Iwan mengeritkan alisnya mendekat dengan melipat kedua tangannya dimeja menatap Arfi serius

"Perusahaan? Baru lagi?"

Arfi menatapnya, tak heran Iwan sahabatnya tidak mengetahui pasalnya Arfi memang belum memberitahukan pada siapapun kecuali orang rumahnya. Bisnis barunya bergerak di bidang iklan animasi yang akan dipegang langsung oleh Fahrie

"Gue berencana mengembangkan perusahaan baru. Masih dibidang periklanan tapi berupa animasi"

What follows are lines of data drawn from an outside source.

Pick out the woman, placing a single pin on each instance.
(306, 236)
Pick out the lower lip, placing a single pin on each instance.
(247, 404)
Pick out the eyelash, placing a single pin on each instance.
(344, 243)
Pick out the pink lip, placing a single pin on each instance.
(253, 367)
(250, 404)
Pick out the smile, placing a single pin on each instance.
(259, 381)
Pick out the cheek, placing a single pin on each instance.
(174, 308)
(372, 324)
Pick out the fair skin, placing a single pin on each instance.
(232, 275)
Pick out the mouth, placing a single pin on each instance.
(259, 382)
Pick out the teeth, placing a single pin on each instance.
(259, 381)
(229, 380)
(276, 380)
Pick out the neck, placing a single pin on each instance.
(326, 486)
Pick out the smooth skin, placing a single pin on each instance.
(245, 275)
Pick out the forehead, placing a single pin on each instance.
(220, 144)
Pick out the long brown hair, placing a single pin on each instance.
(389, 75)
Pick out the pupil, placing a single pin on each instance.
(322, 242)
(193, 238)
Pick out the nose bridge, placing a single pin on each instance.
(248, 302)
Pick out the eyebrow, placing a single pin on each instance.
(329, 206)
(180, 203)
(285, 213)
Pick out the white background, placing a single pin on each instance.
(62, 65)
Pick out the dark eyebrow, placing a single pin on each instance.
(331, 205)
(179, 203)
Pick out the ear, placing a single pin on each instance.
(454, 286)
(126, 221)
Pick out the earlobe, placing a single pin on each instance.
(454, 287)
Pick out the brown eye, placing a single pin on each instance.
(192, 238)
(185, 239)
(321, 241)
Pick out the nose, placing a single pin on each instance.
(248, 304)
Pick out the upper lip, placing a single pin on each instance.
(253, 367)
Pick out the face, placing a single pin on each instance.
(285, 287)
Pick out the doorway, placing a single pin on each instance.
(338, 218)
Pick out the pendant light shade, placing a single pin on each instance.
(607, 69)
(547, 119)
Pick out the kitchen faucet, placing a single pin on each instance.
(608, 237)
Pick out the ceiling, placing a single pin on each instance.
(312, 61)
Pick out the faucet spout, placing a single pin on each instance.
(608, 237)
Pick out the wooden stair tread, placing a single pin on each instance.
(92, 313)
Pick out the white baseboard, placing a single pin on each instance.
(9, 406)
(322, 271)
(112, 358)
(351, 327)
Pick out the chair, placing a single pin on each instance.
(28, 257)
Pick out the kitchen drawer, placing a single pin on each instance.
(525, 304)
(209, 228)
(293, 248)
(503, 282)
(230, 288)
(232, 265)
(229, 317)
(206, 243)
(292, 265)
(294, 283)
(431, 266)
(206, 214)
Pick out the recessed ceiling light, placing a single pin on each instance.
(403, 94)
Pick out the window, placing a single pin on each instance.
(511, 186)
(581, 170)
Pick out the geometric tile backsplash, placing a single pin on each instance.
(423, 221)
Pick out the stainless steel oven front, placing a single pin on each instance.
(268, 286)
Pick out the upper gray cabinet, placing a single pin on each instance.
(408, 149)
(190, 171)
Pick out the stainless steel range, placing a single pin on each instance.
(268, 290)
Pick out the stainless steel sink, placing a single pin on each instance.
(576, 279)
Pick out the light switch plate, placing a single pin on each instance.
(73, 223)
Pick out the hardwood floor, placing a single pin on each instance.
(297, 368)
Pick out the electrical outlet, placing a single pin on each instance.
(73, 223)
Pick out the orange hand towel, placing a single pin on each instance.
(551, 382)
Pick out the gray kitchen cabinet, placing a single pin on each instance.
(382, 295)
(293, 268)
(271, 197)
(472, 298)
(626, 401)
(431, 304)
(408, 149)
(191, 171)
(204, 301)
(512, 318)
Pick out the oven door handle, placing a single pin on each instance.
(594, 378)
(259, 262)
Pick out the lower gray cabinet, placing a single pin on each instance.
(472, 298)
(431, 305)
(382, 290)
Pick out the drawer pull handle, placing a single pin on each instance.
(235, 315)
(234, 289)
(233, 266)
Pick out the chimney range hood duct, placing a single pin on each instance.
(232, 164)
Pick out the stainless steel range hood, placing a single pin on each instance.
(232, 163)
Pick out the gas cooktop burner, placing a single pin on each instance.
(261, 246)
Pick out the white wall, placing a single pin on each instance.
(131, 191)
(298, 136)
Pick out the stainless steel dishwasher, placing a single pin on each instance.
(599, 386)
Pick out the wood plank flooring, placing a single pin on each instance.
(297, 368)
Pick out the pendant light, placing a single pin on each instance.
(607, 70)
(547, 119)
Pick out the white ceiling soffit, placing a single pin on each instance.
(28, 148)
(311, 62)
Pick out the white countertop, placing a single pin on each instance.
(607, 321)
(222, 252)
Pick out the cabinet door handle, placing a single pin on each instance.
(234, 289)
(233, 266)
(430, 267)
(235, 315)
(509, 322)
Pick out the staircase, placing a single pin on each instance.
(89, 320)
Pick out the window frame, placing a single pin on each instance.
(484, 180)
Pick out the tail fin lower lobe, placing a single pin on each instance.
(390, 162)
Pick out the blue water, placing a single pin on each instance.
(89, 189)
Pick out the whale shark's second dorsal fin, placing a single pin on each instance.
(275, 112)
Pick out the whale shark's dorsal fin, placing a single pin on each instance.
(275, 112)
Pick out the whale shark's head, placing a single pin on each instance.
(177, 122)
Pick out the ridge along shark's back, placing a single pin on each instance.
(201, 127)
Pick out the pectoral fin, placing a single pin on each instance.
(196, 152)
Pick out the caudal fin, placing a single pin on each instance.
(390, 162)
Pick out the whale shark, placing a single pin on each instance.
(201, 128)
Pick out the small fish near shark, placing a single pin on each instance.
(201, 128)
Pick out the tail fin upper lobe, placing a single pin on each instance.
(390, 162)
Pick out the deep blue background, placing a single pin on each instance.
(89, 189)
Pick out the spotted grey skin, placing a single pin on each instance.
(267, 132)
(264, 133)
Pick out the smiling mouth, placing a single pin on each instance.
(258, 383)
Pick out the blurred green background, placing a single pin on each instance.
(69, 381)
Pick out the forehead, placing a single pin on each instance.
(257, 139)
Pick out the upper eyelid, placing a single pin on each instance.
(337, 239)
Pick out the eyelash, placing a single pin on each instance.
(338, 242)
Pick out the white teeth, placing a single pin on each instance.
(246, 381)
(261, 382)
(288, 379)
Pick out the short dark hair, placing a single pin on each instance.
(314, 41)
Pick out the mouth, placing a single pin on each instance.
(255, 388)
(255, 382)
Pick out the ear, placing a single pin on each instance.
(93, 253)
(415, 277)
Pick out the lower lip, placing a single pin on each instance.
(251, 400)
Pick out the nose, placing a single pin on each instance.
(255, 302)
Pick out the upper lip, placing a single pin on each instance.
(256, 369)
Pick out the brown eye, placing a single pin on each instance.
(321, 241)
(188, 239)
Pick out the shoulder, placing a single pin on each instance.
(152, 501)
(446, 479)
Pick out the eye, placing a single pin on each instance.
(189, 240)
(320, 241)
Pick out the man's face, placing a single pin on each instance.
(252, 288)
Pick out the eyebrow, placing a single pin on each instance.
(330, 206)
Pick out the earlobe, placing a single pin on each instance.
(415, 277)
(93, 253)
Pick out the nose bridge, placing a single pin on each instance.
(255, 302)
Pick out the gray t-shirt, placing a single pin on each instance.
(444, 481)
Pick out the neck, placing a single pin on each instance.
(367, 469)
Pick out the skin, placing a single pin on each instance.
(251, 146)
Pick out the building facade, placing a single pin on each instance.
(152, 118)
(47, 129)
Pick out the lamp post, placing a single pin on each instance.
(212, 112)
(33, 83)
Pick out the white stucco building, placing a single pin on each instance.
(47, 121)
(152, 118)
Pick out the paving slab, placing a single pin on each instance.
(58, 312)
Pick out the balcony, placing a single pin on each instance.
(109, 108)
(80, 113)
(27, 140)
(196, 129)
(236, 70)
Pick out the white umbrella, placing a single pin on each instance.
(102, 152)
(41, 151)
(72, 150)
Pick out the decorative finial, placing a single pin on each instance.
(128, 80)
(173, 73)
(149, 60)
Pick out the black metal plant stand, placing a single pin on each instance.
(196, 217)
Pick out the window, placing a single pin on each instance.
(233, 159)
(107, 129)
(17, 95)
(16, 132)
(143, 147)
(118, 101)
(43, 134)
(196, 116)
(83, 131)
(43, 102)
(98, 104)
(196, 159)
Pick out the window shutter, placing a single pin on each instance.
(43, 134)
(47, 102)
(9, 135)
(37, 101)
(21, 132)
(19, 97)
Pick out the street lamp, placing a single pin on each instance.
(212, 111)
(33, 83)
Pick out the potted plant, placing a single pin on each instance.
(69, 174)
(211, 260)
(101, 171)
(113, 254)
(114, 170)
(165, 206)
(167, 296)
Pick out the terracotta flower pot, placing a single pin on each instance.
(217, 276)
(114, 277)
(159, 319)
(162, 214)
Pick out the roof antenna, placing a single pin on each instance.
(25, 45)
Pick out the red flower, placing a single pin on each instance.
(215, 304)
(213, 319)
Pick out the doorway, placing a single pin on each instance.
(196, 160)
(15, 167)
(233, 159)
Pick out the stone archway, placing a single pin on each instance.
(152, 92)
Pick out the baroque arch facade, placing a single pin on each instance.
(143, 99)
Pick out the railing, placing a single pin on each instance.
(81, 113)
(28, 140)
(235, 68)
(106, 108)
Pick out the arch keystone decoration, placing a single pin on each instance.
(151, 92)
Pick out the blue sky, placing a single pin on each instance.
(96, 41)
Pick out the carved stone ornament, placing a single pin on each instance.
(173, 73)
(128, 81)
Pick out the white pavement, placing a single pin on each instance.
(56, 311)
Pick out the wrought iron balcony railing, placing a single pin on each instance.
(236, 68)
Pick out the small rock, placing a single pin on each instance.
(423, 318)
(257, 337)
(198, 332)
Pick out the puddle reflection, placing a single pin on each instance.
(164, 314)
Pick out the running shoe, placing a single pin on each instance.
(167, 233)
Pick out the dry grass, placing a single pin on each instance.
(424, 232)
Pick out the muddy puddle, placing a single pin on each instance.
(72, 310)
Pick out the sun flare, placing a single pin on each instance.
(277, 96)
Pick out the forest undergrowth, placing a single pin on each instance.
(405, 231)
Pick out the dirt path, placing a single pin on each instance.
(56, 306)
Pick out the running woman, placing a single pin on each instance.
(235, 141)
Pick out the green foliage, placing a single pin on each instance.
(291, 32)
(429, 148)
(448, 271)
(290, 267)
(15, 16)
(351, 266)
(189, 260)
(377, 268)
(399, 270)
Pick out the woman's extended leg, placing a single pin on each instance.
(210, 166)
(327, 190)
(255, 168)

Sedikit kecewa Iwan menghembuskan nafas kasarnya

"Kenapa bukan gue?"

"Lo itu disini sama gue" Arfi menyandarkan tubuhnya pada sandaran kursinya "partner ter-the best gue itu lo, nantinya jika gue mengembangkan dua perusahaan, lo yang gue andelin untuk yang disini"

Iwan sedikit tersanjung dengan ucapan Arfi. Ia tersenyum sedikit rasa kecewanya lenyap begitu saja

"Kok kedengerannya gue yang bakal dibabuin sama lo ya"

Arfi terkekeh lalu berdiri merangkul sahabatnya

"Gue sebagai sahabat yang baik Wan, kapan lagi lo punya sahabat yang ngebabuin gini kan?"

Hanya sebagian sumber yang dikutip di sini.